Explanation / background: The use of absorbable materials poses risks due to the critical fatigue and mechanical loading demands that the implant must withstand and perform. However, the optimal preclinical/bench testing paradigm to predict clinical performance of fully absorbable cardiovascular devices is not yet defined.   This workshop discussed the use of absorbable materials (including synthetic polymers as well as erodible metals) in medical devices across a broad range of indications with the aim of defining successful and unsuccessful methods to predict clinical performance.   Topics discussed included correlations of in vitro and in vivo absorption, quantitative characterization of absorption kinetics, test methods to identify interactions of absorption with mechanical loading and, test methods to assess mechanical performance of the absorbable product. 
       Dr.

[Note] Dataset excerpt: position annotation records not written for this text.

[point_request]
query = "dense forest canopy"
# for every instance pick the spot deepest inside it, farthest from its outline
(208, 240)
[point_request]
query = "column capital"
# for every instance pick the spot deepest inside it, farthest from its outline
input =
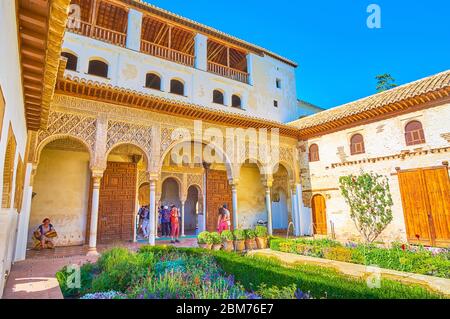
(234, 182)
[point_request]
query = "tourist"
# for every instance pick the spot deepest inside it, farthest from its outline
(175, 224)
(165, 222)
(145, 221)
(224, 222)
(44, 234)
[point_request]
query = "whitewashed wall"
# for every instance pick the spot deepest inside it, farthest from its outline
(127, 69)
(381, 138)
(11, 85)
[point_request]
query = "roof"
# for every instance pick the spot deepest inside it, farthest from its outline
(93, 90)
(205, 29)
(402, 97)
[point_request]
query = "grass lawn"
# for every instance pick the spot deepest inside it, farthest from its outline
(171, 273)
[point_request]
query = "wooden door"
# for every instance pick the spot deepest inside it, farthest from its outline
(426, 205)
(117, 203)
(218, 192)
(319, 215)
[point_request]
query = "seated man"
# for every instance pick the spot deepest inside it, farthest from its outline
(44, 234)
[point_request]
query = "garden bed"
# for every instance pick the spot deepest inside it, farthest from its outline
(401, 257)
(171, 273)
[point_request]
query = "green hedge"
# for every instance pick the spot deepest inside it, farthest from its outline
(252, 272)
(400, 258)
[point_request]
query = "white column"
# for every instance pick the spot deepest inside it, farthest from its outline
(234, 204)
(152, 209)
(250, 68)
(24, 217)
(201, 54)
(134, 30)
(301, 211)
(269, 210)
(182, 218)
(96, 180)
(295, 215)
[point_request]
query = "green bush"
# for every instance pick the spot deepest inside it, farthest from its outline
(399, 257)
(261, 231)
(86, 275)
(239, 234)
(204, 238)
(216, 239)
(249, 234)
(120, 268)
(227, 235)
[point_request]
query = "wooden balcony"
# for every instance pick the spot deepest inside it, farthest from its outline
(166, 53)
(227, 72)
(100, 33)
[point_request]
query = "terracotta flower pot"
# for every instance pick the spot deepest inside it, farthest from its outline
(205, 246)
(261, 242)
(249, 244)
(228, 245)
(239, 245)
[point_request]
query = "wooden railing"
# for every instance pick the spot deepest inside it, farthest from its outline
(100, 33)
(227, 72)
(166, 53)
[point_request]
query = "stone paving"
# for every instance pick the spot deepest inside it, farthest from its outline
(34, 278)
(437, 284)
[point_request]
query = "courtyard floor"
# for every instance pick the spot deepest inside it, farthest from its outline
(35, 277)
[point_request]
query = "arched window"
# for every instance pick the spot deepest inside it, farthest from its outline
(176, 87)
(72, 61)
(357, 144)
(218, 97)
(314, 153)
(236, 101)
(153, 81)
(98, 68)
(414, 133)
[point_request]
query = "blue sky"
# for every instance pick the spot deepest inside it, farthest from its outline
(338, 55)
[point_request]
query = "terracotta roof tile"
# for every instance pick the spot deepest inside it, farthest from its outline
(410, 90)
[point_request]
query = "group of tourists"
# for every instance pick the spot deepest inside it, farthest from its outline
(168, 220)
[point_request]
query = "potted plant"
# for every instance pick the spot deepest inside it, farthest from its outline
(227, 240)
(239, 240)
(261, 237)
(250, 236)
(205, 240)
(216, 241)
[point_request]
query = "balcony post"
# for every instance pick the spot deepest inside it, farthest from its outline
(250, 68)
(134, 30)
(201, 52)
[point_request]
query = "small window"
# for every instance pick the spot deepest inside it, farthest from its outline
(98, 68)
(176, 87)
(357, 144)
(218, 97)
(314, 153)
(278, 83)
(414, 134)
(153, 81)
(72, 61)
(236, 101)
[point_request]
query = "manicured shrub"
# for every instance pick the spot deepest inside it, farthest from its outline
(227, 235)
(204, 238)
(400, 257)
(261, 231)
(239, 234)
(249, 234)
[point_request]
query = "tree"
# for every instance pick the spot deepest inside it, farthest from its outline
(385, 82)
(370, 202)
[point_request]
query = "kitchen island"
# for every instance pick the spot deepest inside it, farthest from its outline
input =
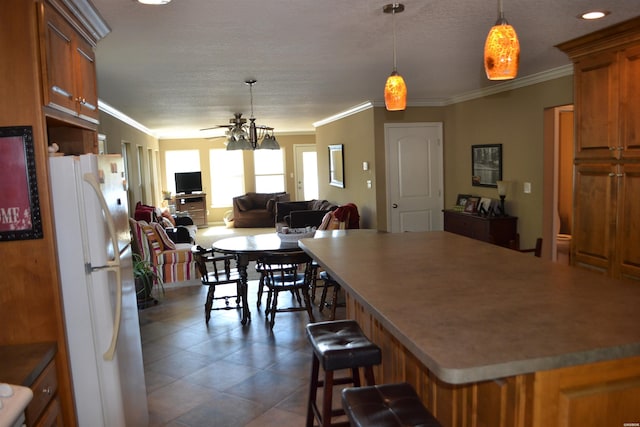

Frank Witte, Associate Professor of Experimental Orthopedics at the Hannover Medical School and Global Coordinator for ERC-RMB, represented the collective views of the absorbable metals community in a presentation titled “Current Opinion of the Science Community on Guidelines and Testing of Biodegradable Metals”. This presentation was based on findings from the 1st Minimum Consensus on Standardization in Biodegradable Metals at the 4th Biometals Conference, held in Maratea, Italy from August 28 to September 1, 2012. Suggestions for standard materials screening tests, device performance tests and reference standard alloys were discussed.
       Dr. Yeoheung Yun, Associate Professor of Bioengineering at North Carolina A&T state University and leader for the ERC-RMB’s studies towards standardization of corrosion characterization studies gave a presentation titled: “Testing Corrosion for Biodegradable Mg alloys: Science, Current Methods, and Limitation”. In his talk, Dr. Yun discussed the challenges faced in testing materials absorption, particularly in correlating in-vitro test results with in-vivo performance. Confounding factors include local perfusion, exposure to proteins, and the impact of solutes on degradation product composition.
       Dr. Lisa Ferrara, Owner and President of OrthoKinetic Testing Technologies and Chair of the ERC-RMB Industrial Advisory Board, discussed “Mechanical Evaluation of Biodegradable Magnesium and Magnesium Alloys: Identifying the Necessary Testing, Challenges, and Pitfalls for Biomaterial Characterization”. Dr. Ferrara shared her experience in testing biomaterials testing with the group, emphasizing the potential pitfalls resulting from poor study design and the need for a team approach to test development to avoid these problems. 
In addition to these presentations, ERC leadership and PIs had the opportunity to build and strengthen relationships with key industrial colleagues, ISO, ASTM and FDA.